*I wrote this weeks ago, already, and I was debating whether or not to post it. I'm still not sure, but I'm going to go for it, and see what happens...
It's time for this, though I don't know what 'this' is... I called in 'needing a cocktail' to work today, I guess that was honest of me. It's 10 am, and I'm getting ready to have it. Never mind that I've been stoned since 7.
We haven't had a decent meal in days, snacking on whatever's laying on the counter; challah, chips, pb&j, crackers, fruitabu, and cookies. So instead of going to work, I thought I'd get stoned, have a drink, and try to fix the life the child doesn't know is broken, yet.
I live too close to the edge for parenting, or child-rearing. Things just look too dangerous sometimes. It doesn't seem safe. But the problem is more that I have turned dull, given up, gone soft. I'm too tired all the time - my body hurts, I'm fat, I'm broke. I'm lucky that I work at a farm market, and I can call in needing a cocktail, but do you know, there is not one apple in my house? I can't even tell you the last time I ate an apple. Or any other fruit, for that matter. Lame. Super-lame! I need to change my relationship with food, and fast.
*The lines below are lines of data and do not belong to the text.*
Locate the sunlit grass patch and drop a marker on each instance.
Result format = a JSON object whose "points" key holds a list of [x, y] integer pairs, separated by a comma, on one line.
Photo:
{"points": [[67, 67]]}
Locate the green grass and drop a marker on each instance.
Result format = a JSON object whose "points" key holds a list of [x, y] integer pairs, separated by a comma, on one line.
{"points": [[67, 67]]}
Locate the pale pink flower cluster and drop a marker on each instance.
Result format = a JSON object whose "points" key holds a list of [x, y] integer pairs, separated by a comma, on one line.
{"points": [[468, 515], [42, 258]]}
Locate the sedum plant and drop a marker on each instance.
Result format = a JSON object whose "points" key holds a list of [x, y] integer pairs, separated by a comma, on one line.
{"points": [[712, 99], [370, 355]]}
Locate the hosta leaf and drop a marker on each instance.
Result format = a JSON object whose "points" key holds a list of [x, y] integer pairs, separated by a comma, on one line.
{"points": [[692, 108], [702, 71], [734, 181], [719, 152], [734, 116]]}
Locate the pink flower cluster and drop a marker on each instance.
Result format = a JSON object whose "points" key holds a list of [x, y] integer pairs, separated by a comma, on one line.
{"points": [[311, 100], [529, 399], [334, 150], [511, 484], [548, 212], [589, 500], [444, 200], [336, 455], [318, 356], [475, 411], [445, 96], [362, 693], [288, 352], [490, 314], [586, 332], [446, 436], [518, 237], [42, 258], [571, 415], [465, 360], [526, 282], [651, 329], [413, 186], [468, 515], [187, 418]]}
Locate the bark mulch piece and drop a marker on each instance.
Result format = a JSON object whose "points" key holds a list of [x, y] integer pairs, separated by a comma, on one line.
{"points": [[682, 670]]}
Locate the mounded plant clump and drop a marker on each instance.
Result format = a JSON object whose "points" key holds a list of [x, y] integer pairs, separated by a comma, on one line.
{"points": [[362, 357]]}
I love my job, I do. If you have to be a wage-slave, at least you can slave at something worthwhile, which is why I am happy to do what I do. And to be sure, I am more than 'just a cashier' which is the passive-aggressive phrase I've been muttering under my breath for a week or two now, but I need something more. Is it philosophical neurosis? A mid-life crisis? I hope not the crisis, because I was planning on making it to 100, so I've got another decade on that one, according to my own clock... I feel like I'm letting time go by. Like I'm a spectator, checking down the items of a list. I want my time back, to do what I see fit with it - to create something because it is necessary. I want time back to explore, to seek out new options, to rekindle a spark, to initiate a journey, freedom. There are needs that be.
Where is the Supernanny? I need a personal assistant to help me hang my to do's on the wall, work off a list until I grow the habit...re-learn what it's like to face the world ready. If A and B get done, C will fall into place and than D will come along. It's a perfect plan. When and how to start? Where to begin? In the old days, it would be to take a hot shower and go to bed, because it meant the acid was wearing off. Smoke more pot, have that Hard Lemonade. Take a shower, and pick up the BF - we'll talk about running off to Tahiti, writing a novel, winning the lottery. Pell grants make college look like an actual option.
Hang in there kiddo. Parenting, especially single parenting 24/7, is HARD, and thankless, and utterly exhausting, and have I mentioned hard? Everyone has time's when they feel beaten down, but then things cycle around again and you get your mojo back.ReplyDelete
Any chance of giving Z a really great weekend with Grandma so that mama can spend a few days revisiting her misspent youth and reconnecting with M the person instead of just M the mom?